How do I have a better relationship with Cisco?
April 22, 2009 10:45 PM   Subscribe

At work I have to face the Final Boss of the Internet for the next several months, and my trusty Cisco sidekick is starting to tard out on me. How do I level up enough to be able to use him effectively?

I recently had a ton of generic networking jobs dumped on me at work. The company is a government contractor, and they suddenly need me to do dozens of small to medium sized networking projects for their customers all at once. Most of the jobs are of the form "design and implement this upgrade to the network," with a good helping of "find out what is causing this behavior and make it stop."

Before anyone suggests getting a Cisco certificate, I need to point out that this is going to blow over by the end of the year and I can't afford the time to get one. I don't think it would help anyway, and I'm saying that even though one of my good ex co-workers was a CCIE. The problems I run into are really hard because each site is different and they combine technologies almost at random because of organic network growth due to the sites swapping other contractors in and out. Although there is a lot of IP nearly every site has weird internal protocols going on as well, and there are many unusual layer 1 technologies.

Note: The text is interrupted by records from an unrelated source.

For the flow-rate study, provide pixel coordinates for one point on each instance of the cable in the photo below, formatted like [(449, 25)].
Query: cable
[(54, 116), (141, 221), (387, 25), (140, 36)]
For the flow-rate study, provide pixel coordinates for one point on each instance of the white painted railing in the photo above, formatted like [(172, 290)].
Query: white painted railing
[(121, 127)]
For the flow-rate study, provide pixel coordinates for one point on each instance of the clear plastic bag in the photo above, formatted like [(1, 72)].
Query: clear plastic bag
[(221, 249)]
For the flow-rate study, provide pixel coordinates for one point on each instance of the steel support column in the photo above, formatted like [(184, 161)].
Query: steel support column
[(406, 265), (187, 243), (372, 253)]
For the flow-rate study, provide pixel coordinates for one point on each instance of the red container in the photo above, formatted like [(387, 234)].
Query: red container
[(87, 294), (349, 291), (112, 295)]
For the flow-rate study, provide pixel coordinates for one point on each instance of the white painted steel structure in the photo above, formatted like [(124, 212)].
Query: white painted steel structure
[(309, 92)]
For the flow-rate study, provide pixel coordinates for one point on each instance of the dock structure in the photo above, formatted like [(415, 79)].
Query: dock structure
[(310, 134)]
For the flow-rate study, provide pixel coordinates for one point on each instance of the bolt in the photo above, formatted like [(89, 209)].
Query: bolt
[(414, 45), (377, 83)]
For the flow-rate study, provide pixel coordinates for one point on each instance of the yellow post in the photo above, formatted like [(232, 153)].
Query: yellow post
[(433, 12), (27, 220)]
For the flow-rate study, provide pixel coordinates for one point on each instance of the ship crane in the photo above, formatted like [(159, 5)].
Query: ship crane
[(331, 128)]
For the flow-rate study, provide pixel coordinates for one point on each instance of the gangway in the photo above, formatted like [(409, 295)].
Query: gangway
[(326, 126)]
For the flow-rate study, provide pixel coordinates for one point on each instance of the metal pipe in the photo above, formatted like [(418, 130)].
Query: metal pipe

My question is this: how do people deal with Cisco on a regular basis? I've had a low-level relationship with their products throughout my career and have been mostly happy. Now that I have to really get my hands dirty with their products, I'm beginning to think that their engineering quality isn't as good as I've always thought.

To start with, is there a better way of navigating the documentation? I have the overall document structure straight in my head and can usually find what I want, but answering certain questions can easily involve a half dozen browser tabs. For instance, let's say I want a list of all the caveats and release notes for a given IOS/hardware/feature set/WIC combination. Is there some magic tool I don't know about that will allow me to paste my "sh inv" and "sh ver" output to get that, instead of looking up everything by hand?

The docs need some work, too. I'm constantly finding myself faced with configuration guides or feature notes which say things like "the route-map argument selects a route-map to use for NAT" without describing in detail how one feature's memory structures are interpreted by another feature. Is this normal, or is there a publisher that creates books that will fill in the blanks for me?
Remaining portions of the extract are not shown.